Franziskus ging bei seinen Überlegungen vom Tagesevangelium nach Johannes (10,22-30) aus. »Jesus setzt sich ein weiteres Mal mit den Priestern, den Schriftgelehrten auseinander«, so der Papst zu Beginn. »Sie stellen ihm eine Frage: ›Wie lange noch willst du uns hinhalten? Wenn du der Messias bist, sag es uns offen!‹« Im Übrigen seien jene Schriftgelehrten »stets zum selben Thema zurückgekehrt: ›Wer bist du? Mit welcher Vollmacht tust du dies?‹« Das Evangelium sage uns, was Jesus geantwortet habe: »Ich habe es euch gesagt, aber ihr glaubt nicht.

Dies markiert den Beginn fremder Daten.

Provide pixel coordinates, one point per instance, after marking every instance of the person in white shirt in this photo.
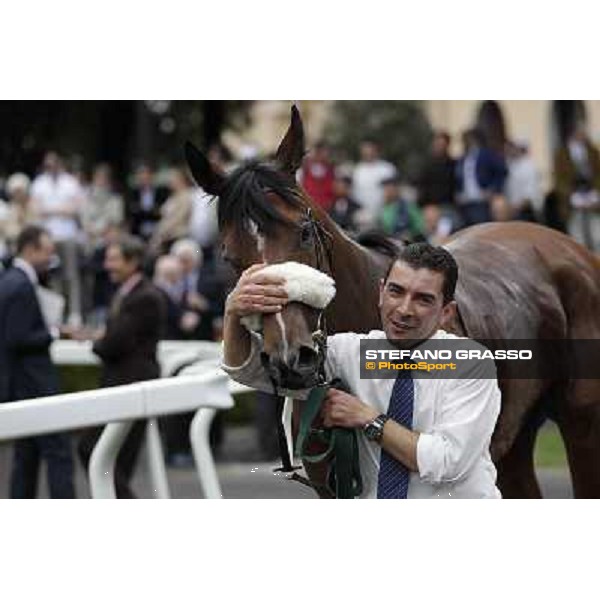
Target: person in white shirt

Die Werke, die ich im Namen meines Vaters vollbringe, legen Zeugnis für mich ab; ihr aber glaubt nicht.« Sie glaubten nicht, obwohl »sie so viele Dinge, so viele Wunder gesehen hatten«. Denn »als Jesus den Blindgeborenen heilt – im neunten Kapitel des Johannesevangeliums –, stellten sie alle nur erdenklichen Untersuchungen an: Sie riefen die Eltern; sie riefen die, die ihn kannten; sie riefen ihn; dann noch einmal…« Kurz, »es war klar dass er blind geboren worden war, aber sie glaubten nicht«. Da sage »Jesus etwas über die geistliche Blindheit: jene, die zu sehen glaubten, die Hervorragenden, die alles wussten und kannten – das ganze Gesetz –, sahen nichts, weil sie die Blinden waren, die von Geburt an Blinden.« »Ihr aber glaubt nicht«, sage also Jesus zu den Schriftgelehrten. Und er erkläre den Grund: das sei auch »das Neue dieses Evangelienabschnitts«, unterstrich der Papst. »Ihr glaubt nicht, weil ihr nicht zu meinen Schafen gehört«, sage der Herr. Franziskus fuhr fort, dass jemand meinen könne, »um glauben zu können, müsse man ›‹ sagen und dann gehöre man zu den Schafen Jesu«. Nein, »es ist genau andersherum: Nur die, die zu den Schafen Jesu gehören, können glauben.«

Das werde von den Worten Jesu im Johannesevangelium bestätigt: »Meine Schafe hören auf meine Stimme; ich kenne sie, und sie folgen mir. Ich gebe ihnen ewiges Leben. Sie werden niemals zugrunde gehen, und niemand wird sie meiner Hand entreißen.« Der Papst fragte: »Aber haben diese Schafe studiert, um Jesus zu folgen, und haben dann geglaubt? Nein.« Die endgültige Antwort gebe Jesus selbst: »Mein Vater, der sie mir gab, ist größer.« Gerade der Vater sei es, »der die Schafe dem Hirten gibt; es ist der Vater, der die Herzen zu Jesus zieht.« Der Herr bestätige dies mit eindeutigen Worten: »Niemand kann zu mir kommen, wenn nicht der Vater ihn zu mir führt.« Und diese Menschen, »die die Schafe Jesu sind, sind vom Vater angezogen worden, haben sich anziehen lassen«.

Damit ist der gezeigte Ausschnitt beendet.